Document Type

Article

Publication Date

2002

Publication Citation

39 Houston Law Review 727 (2002)

Abstract

This Article offers a critical reassessment of U.S. approaches to intellectual property protection for plant innovation. Three developments make this reassessment timely. First, the Supreme Court has finally confirmed that utility patent claims to plants and seeds satisfy the 35 U.S.C. Section 101 subject matter eligibility requirement. Plant innovation in the United States is now subject to utility patent protection, as well as concurrent protection under the Plant Variety Protection Act (PVPA). However, little work has been done to explain the role of PVPA protection in a system of concurrent protection, or to develop a coherent policy vision within which the utility patent and PVP systems might operate. Second, technological advancements, particularly in plant biotechnology, are making clear the value of germplasm.

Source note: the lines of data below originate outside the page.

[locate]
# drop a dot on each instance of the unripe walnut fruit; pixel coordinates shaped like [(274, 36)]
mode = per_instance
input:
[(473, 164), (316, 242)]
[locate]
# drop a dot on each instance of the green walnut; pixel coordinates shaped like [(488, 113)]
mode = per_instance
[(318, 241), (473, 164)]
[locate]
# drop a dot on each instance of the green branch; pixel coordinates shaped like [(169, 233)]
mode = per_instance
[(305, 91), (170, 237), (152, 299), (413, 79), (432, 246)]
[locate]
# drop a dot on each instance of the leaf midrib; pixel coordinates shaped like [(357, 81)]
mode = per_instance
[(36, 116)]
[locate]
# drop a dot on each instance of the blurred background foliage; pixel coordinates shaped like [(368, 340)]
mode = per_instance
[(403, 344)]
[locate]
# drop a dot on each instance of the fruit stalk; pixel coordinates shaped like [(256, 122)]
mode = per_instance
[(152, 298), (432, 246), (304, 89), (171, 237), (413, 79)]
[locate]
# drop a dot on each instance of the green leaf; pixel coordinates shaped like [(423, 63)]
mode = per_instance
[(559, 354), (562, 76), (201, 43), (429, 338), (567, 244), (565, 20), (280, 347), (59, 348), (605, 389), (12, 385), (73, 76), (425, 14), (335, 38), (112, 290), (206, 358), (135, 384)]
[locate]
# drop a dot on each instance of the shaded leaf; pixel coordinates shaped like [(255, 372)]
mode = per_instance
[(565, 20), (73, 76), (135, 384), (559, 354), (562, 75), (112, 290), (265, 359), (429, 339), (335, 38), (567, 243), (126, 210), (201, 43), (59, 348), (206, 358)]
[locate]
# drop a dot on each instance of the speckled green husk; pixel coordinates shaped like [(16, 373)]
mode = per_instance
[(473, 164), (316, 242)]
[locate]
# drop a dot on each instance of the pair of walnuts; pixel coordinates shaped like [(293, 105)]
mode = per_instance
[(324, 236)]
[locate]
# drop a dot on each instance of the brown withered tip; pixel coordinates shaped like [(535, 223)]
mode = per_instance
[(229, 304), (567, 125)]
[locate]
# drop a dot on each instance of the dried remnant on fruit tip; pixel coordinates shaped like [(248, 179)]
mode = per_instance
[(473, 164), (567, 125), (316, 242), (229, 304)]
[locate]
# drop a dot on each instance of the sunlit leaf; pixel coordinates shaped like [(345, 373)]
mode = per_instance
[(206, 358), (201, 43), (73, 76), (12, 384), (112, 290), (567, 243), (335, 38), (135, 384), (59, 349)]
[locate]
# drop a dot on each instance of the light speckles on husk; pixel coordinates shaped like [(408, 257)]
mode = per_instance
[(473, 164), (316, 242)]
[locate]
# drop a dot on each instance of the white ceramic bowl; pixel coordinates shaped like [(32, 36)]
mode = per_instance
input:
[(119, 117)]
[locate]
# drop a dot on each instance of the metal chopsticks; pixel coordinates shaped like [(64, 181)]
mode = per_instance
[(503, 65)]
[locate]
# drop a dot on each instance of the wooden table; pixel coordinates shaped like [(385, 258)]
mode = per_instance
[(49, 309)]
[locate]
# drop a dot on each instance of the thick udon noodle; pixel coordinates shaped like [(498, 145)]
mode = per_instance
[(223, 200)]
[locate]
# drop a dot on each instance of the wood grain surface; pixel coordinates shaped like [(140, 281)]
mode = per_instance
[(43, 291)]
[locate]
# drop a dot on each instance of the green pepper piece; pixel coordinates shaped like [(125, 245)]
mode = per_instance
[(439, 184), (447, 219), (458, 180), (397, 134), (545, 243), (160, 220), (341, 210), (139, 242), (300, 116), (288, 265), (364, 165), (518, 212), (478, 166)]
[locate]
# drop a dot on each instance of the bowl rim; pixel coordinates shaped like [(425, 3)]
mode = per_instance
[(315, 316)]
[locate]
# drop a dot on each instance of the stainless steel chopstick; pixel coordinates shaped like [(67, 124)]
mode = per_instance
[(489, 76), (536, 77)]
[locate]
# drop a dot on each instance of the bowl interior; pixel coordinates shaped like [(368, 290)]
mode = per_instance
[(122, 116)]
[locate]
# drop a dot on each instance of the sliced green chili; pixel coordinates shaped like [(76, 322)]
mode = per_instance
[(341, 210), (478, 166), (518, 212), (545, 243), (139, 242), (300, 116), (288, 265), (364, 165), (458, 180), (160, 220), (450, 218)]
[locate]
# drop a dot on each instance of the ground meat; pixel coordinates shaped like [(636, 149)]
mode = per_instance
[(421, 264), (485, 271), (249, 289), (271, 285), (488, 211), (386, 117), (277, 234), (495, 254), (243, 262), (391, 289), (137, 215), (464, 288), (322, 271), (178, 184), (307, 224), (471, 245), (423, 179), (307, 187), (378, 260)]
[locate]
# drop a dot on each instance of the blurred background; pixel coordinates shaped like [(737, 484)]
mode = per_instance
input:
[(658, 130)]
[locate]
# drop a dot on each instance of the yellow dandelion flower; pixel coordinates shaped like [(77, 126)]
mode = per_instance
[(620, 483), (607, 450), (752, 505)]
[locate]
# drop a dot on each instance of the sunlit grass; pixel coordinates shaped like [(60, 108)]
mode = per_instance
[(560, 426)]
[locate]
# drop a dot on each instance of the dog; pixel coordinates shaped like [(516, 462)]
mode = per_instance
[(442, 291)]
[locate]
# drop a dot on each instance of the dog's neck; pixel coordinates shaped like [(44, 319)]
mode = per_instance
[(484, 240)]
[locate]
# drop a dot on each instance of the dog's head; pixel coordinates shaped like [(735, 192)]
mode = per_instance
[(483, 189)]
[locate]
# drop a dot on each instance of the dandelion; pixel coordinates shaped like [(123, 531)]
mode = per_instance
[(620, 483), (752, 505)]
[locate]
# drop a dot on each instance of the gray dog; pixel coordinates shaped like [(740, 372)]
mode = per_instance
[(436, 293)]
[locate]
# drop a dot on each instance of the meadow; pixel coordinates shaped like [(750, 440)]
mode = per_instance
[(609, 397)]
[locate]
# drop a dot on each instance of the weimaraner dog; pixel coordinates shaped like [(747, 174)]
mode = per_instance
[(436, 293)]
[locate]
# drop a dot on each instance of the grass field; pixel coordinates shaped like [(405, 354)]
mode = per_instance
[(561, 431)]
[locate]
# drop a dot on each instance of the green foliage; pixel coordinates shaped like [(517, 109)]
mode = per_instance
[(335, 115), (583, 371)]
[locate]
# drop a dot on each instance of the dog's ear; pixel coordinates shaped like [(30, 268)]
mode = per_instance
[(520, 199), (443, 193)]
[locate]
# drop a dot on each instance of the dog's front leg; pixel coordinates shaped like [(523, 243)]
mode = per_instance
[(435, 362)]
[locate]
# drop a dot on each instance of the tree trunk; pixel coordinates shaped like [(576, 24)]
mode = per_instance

U.S. patent and PVPA regimes must be optimized to encourage private sector investment in germplasm development while retaining reasonable access to germplasm to accommodate farming practices and public sector activities. Third, intellectual property protection for plant innovation is a key international intellectual property issue. The TRIPS Agreement expressly allows World Trade Organization (WTO) countries the option of adopting sui generis plant variety protection systems as an alternative to - or in combination with - utility patent protection for plant innovation.

This Article focuses on one facet of the reassessment project: the role of plant variety protection in the U.S. intellectual property system. We first assess U.S. plant variety protection from an historical and comparative perspective, analyzing the emergence of the concept of "breeders' rights" in Europe and its eventual appearance in the United States. We then delineate the "essential traits" of the modern PVPA and note its points of divergence from a patent-like model. Next, we conduct an empirical analysis of the modern PVPA in which we present the results of statistical PVP data and anecdotal studies of PVPA acquisition, licensing, and enforcement activity for corn and soybean crops.

We draw a number of conclusions from these studies. First, the history of plant variety protection regimes in the United States and abroad reveals that the role of plant variety protection in the overall intellectual property scheme has mutated greatly without any fundamental changes to the general statutory approach to plant variety protection. Whereas plant variety protection was initially designed as the primary (or even exclusive) form of intellectual property protection for seed-grown plants, the coming of plant biotechnology, and the dawning acceptance of utility patents for plants, has relegated plant variety protection to a secondary role. Modest statutory amendments to the PVPA have shown no real promise of lifting the PVPA up from this secondary status. Second, our empirical assessment of licensing and enforcement activities concerning U.S. plant variety protection certificates confirms that the PVPA regime as presently constituted plays only a marginal role in stimulating plant breeding research in the United States. Our assessment strongly suggests that the PVPA does not provide patent-like ex ante innovation and investment incentives and that the PVPA has not generated substantial ex post licensing and enforcement activity. Instead, its role in the United States appears to be very modest: it may serve as a marketing tool; it may provide some non-propagation licensing rights akin to contractual shrink-wrap rights, enforceable against those who deal in "saved" seeds; and it may provide a superior alternative to trade secret protection - for example, for seeds whose secret parent lines might otherwise be revealed through reverse engineering. Third, the insights from this paper have implications beyond the area of plant intellectual property rights. For example, we intend to adapt our analysis to analyze the effectiveness of other sui generis, technology-specific, legislatively created intellectual property rights, such as the Semiconductor Chip Protection Act. We then intend to formulate broader conclusions about the effectiveness of "small" and porous, technology-specific intellectual property rights regimes.